January 4, 1999
With only 51 weeks left before the turn of the century, Y2K (the year 2000) is one of the primary concerns facing the world this year.
No one knows the extent of what will happen to computers and computer-controlled systems when the clock turns to 12:00 a.m., January 1, 2000. The outcome can potentially affect every individual, organization, business, and government agency in some way.
Any computer and piece of hardware or appliance that contains a computer clock is at risk, especially those computers and computer systems older than 1997. The problem exists for every phase of business operations, including telecommunications companies, banks and other financial systems, gas, water and electrical utilities, transportation systems, national defense systems, closed circuit and open security systems, medical equipment, and much more.
Even cars, 1996 and older, with fuel injection systems and electronic ignition systems may be affected. Many vehicles that are used for utility and life safety will need to be inspected and verified for Y2K compliance. For example, fire vehicles may start, but their water pumps may not work.
This situation stems from the way computers have been programmed since the early '60s. The date was entered as two digits, which saved considerable space when memory and storage were limited. Unfortunately, that practice has continued in many cases.
Computers and those items with a computer clock may not recognize that "00" is greater than "99" and will then set their date to 1900. This could cause an error message and close down the system.
"You don't have to own a computer to be affected by this," said Mary Freal of Freal and Saulness, CPA. "We have been working with our clients on this problem for the past three years. Everyone needs to know what could be a problem and develop a contingency plan."
Books, Internet sites, community forums, and media stories and documentaries are now found addressing the potential problems and possible solutions.
For many homeowners, it is a year to prepare for the worst with the accumulation of backup gear, including generators, batteries, photocopies of insurance policies, bank statements, extra cash, gas, water, and food.

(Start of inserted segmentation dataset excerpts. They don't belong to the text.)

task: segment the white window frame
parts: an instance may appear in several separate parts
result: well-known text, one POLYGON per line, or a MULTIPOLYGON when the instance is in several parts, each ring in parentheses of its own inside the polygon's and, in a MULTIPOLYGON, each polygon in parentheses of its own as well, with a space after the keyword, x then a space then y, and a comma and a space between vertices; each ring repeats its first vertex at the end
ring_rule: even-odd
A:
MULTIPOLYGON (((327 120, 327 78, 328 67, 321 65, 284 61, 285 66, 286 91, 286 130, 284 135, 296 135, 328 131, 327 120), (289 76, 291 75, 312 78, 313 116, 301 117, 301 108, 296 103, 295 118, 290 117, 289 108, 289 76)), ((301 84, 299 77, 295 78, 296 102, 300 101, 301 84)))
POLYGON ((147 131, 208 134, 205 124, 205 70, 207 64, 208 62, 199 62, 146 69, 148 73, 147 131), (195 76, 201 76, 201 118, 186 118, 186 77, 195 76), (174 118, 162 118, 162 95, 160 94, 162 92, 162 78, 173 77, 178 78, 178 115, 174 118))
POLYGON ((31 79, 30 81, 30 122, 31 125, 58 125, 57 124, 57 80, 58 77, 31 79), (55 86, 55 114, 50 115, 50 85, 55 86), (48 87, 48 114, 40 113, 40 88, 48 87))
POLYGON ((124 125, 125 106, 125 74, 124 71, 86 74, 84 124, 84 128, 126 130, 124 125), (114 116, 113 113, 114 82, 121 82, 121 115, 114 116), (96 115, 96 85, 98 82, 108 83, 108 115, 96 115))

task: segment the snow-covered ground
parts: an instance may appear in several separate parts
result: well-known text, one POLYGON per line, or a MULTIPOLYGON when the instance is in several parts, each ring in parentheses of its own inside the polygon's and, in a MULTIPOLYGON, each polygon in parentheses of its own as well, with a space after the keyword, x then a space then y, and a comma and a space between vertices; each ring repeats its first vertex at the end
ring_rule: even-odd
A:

Others have an optimistic attitude and want to wait and see, believing that there will be rapid solutions. For businesses, however, it is vital for computers and programs to be checked to see if they are Y2K compliant.
"We recommend that people develop a spreadsheet listing all computers and other items that they believe have computer chips in them. Each then needs to be checked or verified that it will accept the change in date. It is vital to know if the equipment and programs will be service-ready to accept the year 2000 as part of its operation, or will the date change render it useless or present problems," said Art Saulness.
"Many DOS-based programs are not Y2K compliant. DOS itself is not Y2K compliant," said Rick Leib, a Woodinville MCSE (Microsoft Certified Systems Engineer). Windows 95, with the Y2K patches, will operate. Windows 98 will also need the Y2K patch updates which are available on Microsoft's website. Windows NT 3.51 and 4.0 will require SP5 and SP4 to be compliant. DOS Windows NT 3.1 and 3.5 will not be Y2K compliant. There is no fix available. Apple Computer's system 7.0 and older are not, and cannot be, Y2K compliant. MacOS and Apple System 7.5 Pro will be compliant with patches provided by Apple (this conflicts with Apple's long-reported Y2K compliance ever since the first Macintosh debuted in 1984, details of which can be found at Apple and the Year 2000.).
"The NASDAQ, NYSE, and S&P500 have successfully passed the Y2K audit," added Leib, who mentioned that major institiutions with old mainframe computers are scrambling to find solutions, including the IRS.
The important thing for each individual is be aware and have a plan. Remember that even if you are one of the optimistic sorts, your electric alarm clock, microwave, TV, garage door opener, and coffee maker may be affected. To educate yourself, there are a growing number of Internet sites that may offer solutions.
"The very best, and most respected, website that addresses the Y2K compliancy is www.gartnergroup.com," said Leib. "This website offers you not only information, but links and downloadable files that you can use to test your systems. However, the manufacturer of the item is still the best source for information."
Other websites include:
"Personally, I am taking all of my cash out of the bank and taking a vacation to Wyoming from December 26 to January 5 to make sure that the defense systems are working properly," said Leib.